St. Peters Fountain

On the top of the structure were semicircular bronze ornaments worked a jour, that is, in open relief, without background, and crowned by the monogram of Christ. In the centre of the tabernacle and under the dome stood a bronze pine-cone. This fountain stood, not in the Piazza of St. Peters, but in the atrium, or the square portico, which stood in front and on the right hand of the old basilica.

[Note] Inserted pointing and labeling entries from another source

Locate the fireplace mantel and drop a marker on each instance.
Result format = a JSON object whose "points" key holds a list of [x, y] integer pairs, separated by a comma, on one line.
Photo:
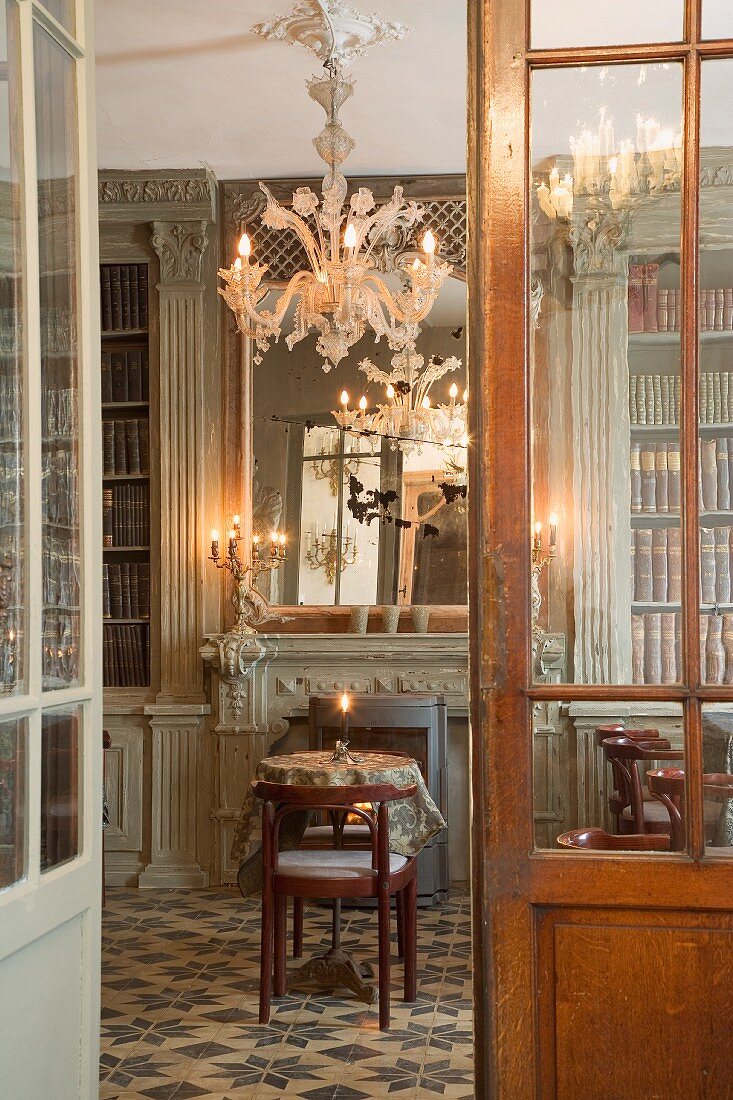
{"points": [[260, 682]]}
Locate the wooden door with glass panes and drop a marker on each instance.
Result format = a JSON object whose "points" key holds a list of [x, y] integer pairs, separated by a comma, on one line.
{"points": [[602, 547], [50, 556]]}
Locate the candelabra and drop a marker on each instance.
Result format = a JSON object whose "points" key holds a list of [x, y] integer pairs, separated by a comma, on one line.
{"points": [[330, 552], [251, 606]]}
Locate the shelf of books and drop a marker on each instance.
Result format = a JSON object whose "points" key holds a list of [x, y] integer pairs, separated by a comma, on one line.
{"points": [[654, 407], [126, 473]]}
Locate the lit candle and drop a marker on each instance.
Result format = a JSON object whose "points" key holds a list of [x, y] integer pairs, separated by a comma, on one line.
{"points": [[345, 716]]}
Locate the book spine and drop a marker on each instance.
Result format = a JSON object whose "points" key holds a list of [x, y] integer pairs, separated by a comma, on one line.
{"points": [[722, 551], [648, 483], [644, 585], [653, 648], [668, 648], [662, 477], [659, 565], [651, 297], [636, 477], [675, 564]]}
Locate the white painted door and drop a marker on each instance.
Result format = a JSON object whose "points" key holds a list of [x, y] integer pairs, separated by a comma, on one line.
{"points": [[51, 773]]}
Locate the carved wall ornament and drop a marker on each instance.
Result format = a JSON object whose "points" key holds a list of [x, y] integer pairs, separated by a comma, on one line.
{"points": [[179, 246], [156, 190], [331, 29]]}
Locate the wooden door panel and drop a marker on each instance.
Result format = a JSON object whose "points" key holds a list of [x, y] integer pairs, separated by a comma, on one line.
{"points": [[634, 1004]]}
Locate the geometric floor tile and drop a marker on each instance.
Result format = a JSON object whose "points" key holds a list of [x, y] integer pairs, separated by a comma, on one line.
{"points": [[179, 1007]]}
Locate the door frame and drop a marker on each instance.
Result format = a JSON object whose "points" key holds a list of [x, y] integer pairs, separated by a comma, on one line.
{"points": [[511, 881]]}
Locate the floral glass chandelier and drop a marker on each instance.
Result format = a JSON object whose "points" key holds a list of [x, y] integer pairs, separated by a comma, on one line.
{"points": [[408, 418], [340, 295]]}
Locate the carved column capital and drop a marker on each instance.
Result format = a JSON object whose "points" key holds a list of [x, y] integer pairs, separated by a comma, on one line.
{"points": [[179, 246]]}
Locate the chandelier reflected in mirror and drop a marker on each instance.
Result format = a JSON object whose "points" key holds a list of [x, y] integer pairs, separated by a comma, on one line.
{"points": [[341, 293]]}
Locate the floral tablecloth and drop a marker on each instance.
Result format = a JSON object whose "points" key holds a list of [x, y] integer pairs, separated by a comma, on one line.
{"points": [[412, 822]]}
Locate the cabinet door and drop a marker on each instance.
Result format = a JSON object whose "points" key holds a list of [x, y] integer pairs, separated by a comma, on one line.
{"points": [[50, 556]]}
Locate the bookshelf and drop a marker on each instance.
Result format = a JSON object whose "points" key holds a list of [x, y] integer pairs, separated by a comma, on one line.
{"points": [[654, 397], [126, 475]]}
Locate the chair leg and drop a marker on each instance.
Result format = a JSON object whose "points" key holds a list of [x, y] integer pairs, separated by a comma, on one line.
{"points": [[281, 932], [383, 903], [265, 953], [400, 902], [411, 939], [297, 927]]}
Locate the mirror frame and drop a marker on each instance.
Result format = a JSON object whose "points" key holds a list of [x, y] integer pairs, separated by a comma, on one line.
{"points": [[242, 204]]}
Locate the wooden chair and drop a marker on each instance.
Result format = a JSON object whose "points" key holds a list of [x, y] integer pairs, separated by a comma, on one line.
{"points": [[667, 785], [631, 811], [336, 873], [598, 839]]}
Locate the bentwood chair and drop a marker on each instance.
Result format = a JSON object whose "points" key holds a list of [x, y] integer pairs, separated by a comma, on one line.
{"points": [[632, 812], [667, 785], [598, 839], [340, 872]]}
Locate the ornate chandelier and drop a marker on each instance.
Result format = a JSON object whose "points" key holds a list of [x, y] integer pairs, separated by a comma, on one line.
{"points": [[408, 419], [340, 294]]}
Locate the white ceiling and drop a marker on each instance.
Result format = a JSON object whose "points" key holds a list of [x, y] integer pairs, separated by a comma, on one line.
{"points": [[183, 84]]}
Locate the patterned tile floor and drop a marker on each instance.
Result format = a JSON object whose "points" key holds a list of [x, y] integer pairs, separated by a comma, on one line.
{"points": [[179, 1008]]}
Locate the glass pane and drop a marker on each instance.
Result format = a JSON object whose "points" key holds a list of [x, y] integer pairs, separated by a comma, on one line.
{"points": [[12, 801], [12, 580], [605, 384], [715, 403], [55, 101], [369, 518], [579, 23], [591, 770], [717, 19], [718, 778], [63, 10], [59, 787]]}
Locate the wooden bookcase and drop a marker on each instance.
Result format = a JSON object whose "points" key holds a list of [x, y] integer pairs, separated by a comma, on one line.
{"points": [[127, 474]]}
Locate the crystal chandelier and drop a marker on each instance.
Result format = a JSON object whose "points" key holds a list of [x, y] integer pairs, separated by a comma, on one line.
{"points": [[340, 294], [408, 418]]}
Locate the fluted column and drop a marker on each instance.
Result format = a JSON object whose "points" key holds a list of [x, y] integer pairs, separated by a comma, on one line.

The history of the construction and destruction of this beautiful fountain of the dark ages is an excellent example of the artistic and architectural methods of those times. Arts and crafts had already sunk to so low a depth that there were no longer any men in Rome capable of casting or carving statues like those of former days, and marble had ceased to be imported into the city. Consequently all monuments or other artistic structures were made up of figures in marble or bronze, panels, columns, friezes, and similar decorations, stolen from the productions of the great days of the Empire. The Arch of Constantine, erected in 315, is composed to such an extent of columns and sculpture from a Triumphal Arch of Trajan that it was surnamed AEsops Crow; and the Column of Phocas (608), the last triumphal monument to be erected in imperial Rome, consists of a shaft and capital surmounted by a bronze figure, all taken from earlier as well as different structures. Pope Symmachus was only following the established methods when, to ornament his porphyry columns (themselves probably part of some classic temple), he took four of the golden peacocks which had been originally cast for a decoration to the railing of the walk surrounding the Tomb of Hadrian, and, furthermore, placed as the centrepiece a great pine-cone taken from the Baths of Agrippa. These pine-cones were a customary feature of the classic fountain, as the scales of the cone present natural and graceful outlets for the falling water. Symmachuss fountain was one of the beauties of Rome in the days when the great Gothic King Theodoric ruled and loved the city. Three hundred years later it captivated the fancy of Charlemagne, crowned Emperor in St. Peters on Christmas Day, 800; and the fountain afterward erected before his great cathedral at Aix is ornamented with a huge pine-cone like the one which he and his Franks had seen in the exquisite fountain of St. Peters.